Toro 3650, about 5 yrs old.


----------



## WIPensFan (Jan 31, 2009)

Here's the part I ordered from PartsTree.com. Number 333.


----------



## lawnkid14 (Nov 22, 2009)

same part as me


----------



## WIPensFan (Jan 31, 2009)

Where did you order from, dealer?


----------



## lawnkid14 (Nov 22, 2009)

No online jacksmallengines


----------



## WIPensFan (Jan 31, 2009)

lawnkid14;1380700 said:


> No online jacksmallengines


That site has the part listed for $74.95. I don't know what year your blower is but I think it's the same part for most of these models and years.


----------



## lawnkid14 (Nov 22, 2009)

I had a coupon for it and store credit


----------



## lawnkid14 (Nov 22, 2009)

Always look on eBay also


----------



## WIPensFan (Jan 31, 2009)

Ahh, ok, good luck gettin it going.


----------



## lawnkid14 (Nov 22, 2009)

hey thanks same to you. I need snow. Lets hope for some


----------



## genokn (Jan 2, 2008)

most of the early ccr 2450 and 3650 came with plactic carbs, heat from the engine causes carb to warp, resulting entreme high rpm. toro had a recall on the machine with plactic carbs, but i think the warranty on those units has expired. the fix was to replace carb with toros metal carb. if your carb is plastic, this is most likely your problem. sticker shock, those carbs are over a hundred bucks!


----------



## WIPensFan (Jan 31, 2009)

genokn;1381956 said:


> most of the early ccr 2450 and 3650 came with plactic carbs, heat from the engine causes carb to warp, resulting entreme high rpm. toro had a recall on the machine with plactic carbs, but i think the warranty on those units has expired. the fix was to replace carb with toros metal carb. if your carb is plastic, this is most likely your problem. sticker shock, those carbs are over a hundred bucks!

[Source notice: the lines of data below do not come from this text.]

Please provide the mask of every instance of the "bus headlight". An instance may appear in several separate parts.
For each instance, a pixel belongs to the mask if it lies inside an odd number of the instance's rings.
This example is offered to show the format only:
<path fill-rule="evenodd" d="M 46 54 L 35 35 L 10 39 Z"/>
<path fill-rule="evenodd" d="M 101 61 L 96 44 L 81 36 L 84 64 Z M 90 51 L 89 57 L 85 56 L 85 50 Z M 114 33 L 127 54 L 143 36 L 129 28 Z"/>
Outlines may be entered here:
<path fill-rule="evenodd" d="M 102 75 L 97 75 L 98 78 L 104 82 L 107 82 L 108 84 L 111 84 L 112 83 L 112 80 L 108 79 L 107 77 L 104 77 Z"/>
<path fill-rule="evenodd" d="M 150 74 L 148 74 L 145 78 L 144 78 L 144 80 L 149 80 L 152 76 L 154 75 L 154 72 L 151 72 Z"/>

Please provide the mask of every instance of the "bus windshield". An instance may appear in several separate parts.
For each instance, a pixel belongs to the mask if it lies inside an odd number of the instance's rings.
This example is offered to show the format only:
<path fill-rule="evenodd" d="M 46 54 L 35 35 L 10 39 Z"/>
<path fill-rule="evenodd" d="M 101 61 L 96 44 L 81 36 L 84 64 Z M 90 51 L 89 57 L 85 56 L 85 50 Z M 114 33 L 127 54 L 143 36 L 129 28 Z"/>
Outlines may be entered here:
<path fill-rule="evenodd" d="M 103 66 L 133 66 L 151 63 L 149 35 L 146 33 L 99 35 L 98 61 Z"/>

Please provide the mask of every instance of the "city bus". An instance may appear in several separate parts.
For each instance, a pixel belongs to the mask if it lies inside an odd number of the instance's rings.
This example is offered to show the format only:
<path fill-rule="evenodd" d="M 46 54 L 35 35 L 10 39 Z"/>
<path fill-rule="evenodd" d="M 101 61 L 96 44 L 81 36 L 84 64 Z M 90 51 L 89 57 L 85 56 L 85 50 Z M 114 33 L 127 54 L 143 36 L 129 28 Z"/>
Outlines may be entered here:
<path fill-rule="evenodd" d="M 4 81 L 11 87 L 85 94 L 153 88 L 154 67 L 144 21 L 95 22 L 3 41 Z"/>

Interesting. Yeah, the carb is plastic on the one I was working on. Thanks for the heads up.


----------



## lawnkid14 (Nov 22, 2009)

yeah so is mine hopefully this will solve both our problems when is yours coming in the mail


----------



## WIPensFan (Jan 31, 2009)

lawnkid14;1382013 said:


> yeah so is mine hopefully this will solve both our problems when is yours coming in the mail


I'm hoping for Monday.


----------



## lawnkid14 (Nov 22, 2009)

part came today i will put it on and let you know


----------



## lawnkid14 (Nov 22, 2009)

it started right up but it still revs really high


----------



## WIPensFan (Jan 31, 2009)

lawnkid14;1382895 said:


> it started right up but it still revs really high


I think a new carb is the only answer, not sure it's worth it.


----------



## lawnkid14 (Nov 22, 2009)

I think the side needle on my carb is clogged


----------



## dieselss (Jan 3, 2008)

Spray some carb and choke around the carb to intake. If it revs carb or gsket.


----------